Normal healthy soil is teeming with 25,000 to 45,000 different species of microbes including bacteria, fungi, and others. When the microbes are well fed, they produce compounds that feed the plants, regulate their growth, stimulate their defense functions, and actually kill off pathogenic microbes and pests. The process has been in development by Mother Nature for well over 200 million years. The process is pretty nearly perfect.
The soil microbes need sugars and proteins to live. The sugars they get from the plant roots. Proteins they receive from dead plants and animals that fall onto the soil. My idea of an organic turf program is one that provides the protein in a way that doesnt smell bad or carry a stigma of using dead animals.

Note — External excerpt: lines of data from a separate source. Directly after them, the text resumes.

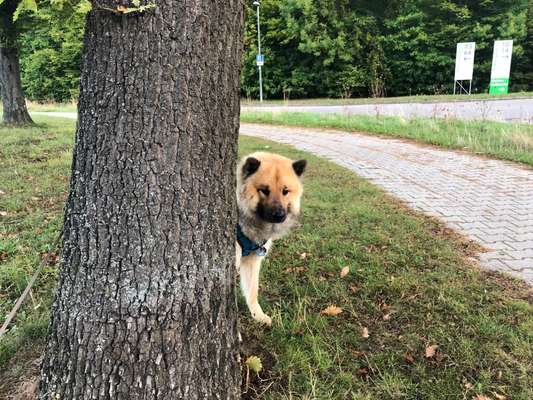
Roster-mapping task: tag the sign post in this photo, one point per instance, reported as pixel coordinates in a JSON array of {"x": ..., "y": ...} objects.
[
  {"x": 501, "y": 67},
  {"x": 464, "y": 66}
]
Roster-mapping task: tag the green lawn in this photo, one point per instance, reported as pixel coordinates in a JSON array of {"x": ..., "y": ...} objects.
[
  {"x": 411, "y": 285},
  {"x": 389, "y": 100},
  {"x": 496, "y": 139}
]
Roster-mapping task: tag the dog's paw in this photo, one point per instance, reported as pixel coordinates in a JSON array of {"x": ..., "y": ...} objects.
[{"x": 263, "y": 319}]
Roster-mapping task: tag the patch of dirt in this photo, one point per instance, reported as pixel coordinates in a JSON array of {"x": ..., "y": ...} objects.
[
  {"x": 253, "y": 386},
  {"x": 20, "y": 378}
]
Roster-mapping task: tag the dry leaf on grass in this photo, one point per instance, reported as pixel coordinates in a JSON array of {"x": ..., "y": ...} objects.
[
  {"x": 254, "y": 363},
  {"x": 331, "y": 310},
  {"x": 409, "y": 357},
  {"x": 430, "y": 351},
  {"x": 296, "y": 270}
]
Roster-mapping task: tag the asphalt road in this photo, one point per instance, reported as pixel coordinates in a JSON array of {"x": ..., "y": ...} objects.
[{"x": 517, "y": 110}]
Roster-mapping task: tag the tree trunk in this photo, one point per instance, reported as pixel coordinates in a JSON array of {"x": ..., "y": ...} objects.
[
  {"x": 15, "y": 111},
  {"x": 145, "y": 306}
]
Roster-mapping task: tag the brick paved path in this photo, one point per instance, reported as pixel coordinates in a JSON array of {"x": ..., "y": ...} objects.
[{"x": 488, "y": 200}]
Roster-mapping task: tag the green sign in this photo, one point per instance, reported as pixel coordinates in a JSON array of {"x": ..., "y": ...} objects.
[{"x": 499, "y": 86}]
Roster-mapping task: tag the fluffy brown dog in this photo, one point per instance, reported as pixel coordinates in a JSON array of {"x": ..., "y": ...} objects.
[{"x": 268, "y": 196}]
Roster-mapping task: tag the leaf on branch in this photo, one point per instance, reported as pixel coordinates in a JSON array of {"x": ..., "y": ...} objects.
[{"x": 25, "y": 5}]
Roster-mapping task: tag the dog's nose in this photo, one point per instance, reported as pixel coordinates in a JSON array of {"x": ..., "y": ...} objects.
[{"x": 278, "y": 214}]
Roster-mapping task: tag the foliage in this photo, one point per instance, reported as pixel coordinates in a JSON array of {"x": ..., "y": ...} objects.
[
  {"x": 390, "y": 47},
  {"x": 51, "y": 54},
  {"x": 321, "y": 48}
]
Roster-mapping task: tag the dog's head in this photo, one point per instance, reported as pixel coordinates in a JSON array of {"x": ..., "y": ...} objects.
[{"x": 269, "y": 187}]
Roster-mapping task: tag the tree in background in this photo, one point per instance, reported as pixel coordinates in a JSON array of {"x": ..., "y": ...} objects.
[
  {"x": 318, "y": 48},
  {"x": 13, "y": 102},
  {"x": 50, "y": 52},
  {"x": 528, "y": 45},
  {"x": 145, "y": 306}
]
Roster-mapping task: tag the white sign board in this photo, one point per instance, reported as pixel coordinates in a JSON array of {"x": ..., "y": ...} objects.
[
  {"x": 501, "y": 59},
  {"x": 464, "y": 61}
]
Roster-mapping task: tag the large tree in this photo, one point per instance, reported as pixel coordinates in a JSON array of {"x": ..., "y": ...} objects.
[
  {"x": 145, "y": 305},
  {"x": 13, "y": 102}
]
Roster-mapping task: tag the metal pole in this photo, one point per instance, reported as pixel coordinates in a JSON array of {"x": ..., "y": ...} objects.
[{"x": 259, "y": 50}]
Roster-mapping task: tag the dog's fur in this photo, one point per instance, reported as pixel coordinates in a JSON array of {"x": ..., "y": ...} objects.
[{"x": 268, "y": 197}]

In nature, animals and plants die. Those dead bodies and plants fall to the ground and their protein becomes food for many animals both above and below ground. Protein is a combination of molecules that always include plenty of nitrogen. When the thousands of species of living soil microbes digest the protein, the nitrogen is eventually converted into natures own perfect plant food. The plant food is exchanged between the microbes and the plants in return for the sugars provided by the plants. The process is very complicated and a new term has been coined to describe it. It is called the Soil Food Web. That term indicates that the microbes are not in a food chain as we know it but in an interconnected web of food chains that all exchange proteins and wastes with each other.
Many of the soil microbes, as well as insects and earthworms, can digest human and animal pathogens and convert them into plant food, too. This is the process that happens inside a compost pile and also in the soil. At the end of the digestion process, what is left is various organic and inorganic compounds known by different names but which includes a material loosely called humus, an inert, dark brown, material which stores plant foods and other chemicals in the soil. Humus is what gives rich black earth the dark color.
So the secret of the soil is that the organic matter that really matters is not the dead leaves that fall onto it, but the living microbes that eat the dead leaves.
We can simulate the dead animal protein by using ground up dead animal meal as a fertilizer on the lawns. Unfortunately dead animal meals stink, so instead the organic community uses vegetable sources of protein such as corn meal, soybean meal, cottonseed meal, coffee grounds, canola meal, milo meal, corn GLUTEN meal, or whatever is inexpensive in your neighborhood. These meals usually come in plain, brown, 50-pound bags marked, feed.
For homeowners, 50-pound bags are plenty big to heft around, especially when compared to the 15 pound bags of Scotts they might be used to carrying. But for the professionals, if youre doing acreage, you may want to find a place that can deliver material in 1,000-pound lots. It may be bagged or not, depending on what you ask for.
Protein is a source of nitrogen. Luckily grass is a nitrogen hog.
The other food that soil microbes need in abundance is sugar. This is where Mother Nature uses the plants to provide. Through photosynthesis, plants manufacture excess amounts of sugars for their own use. The rest is meant to be delivered to, and used by, the microbes under the soil.
Sugars and nitrogen foods must be in balance in the soil for the microbes to thrive. If the sugar to nitrogen balance gets out of balance, you can start to have problems with the garden. Plants can die from too much nitrogen. You already knew that over applying fertilizer is hazardous to plants. Fortunately, plants cannot get too much nitrogen from vegetable sources of protein. They can; however, get too much from animal sources. Blood meal and urea are two examples where plants can die from the ability of these two protein sources to release nitrogen in a hurry. The nitrogen is more readily available in these animal sources. I will not be recommending any hot animal sources of nitrogen. But it is also possible that too much sugar can cause a problem. So where sugar is suggested to rebalance the nitrogen/sugar ratio, use some care and dont apply sugar outside the area needing treatment.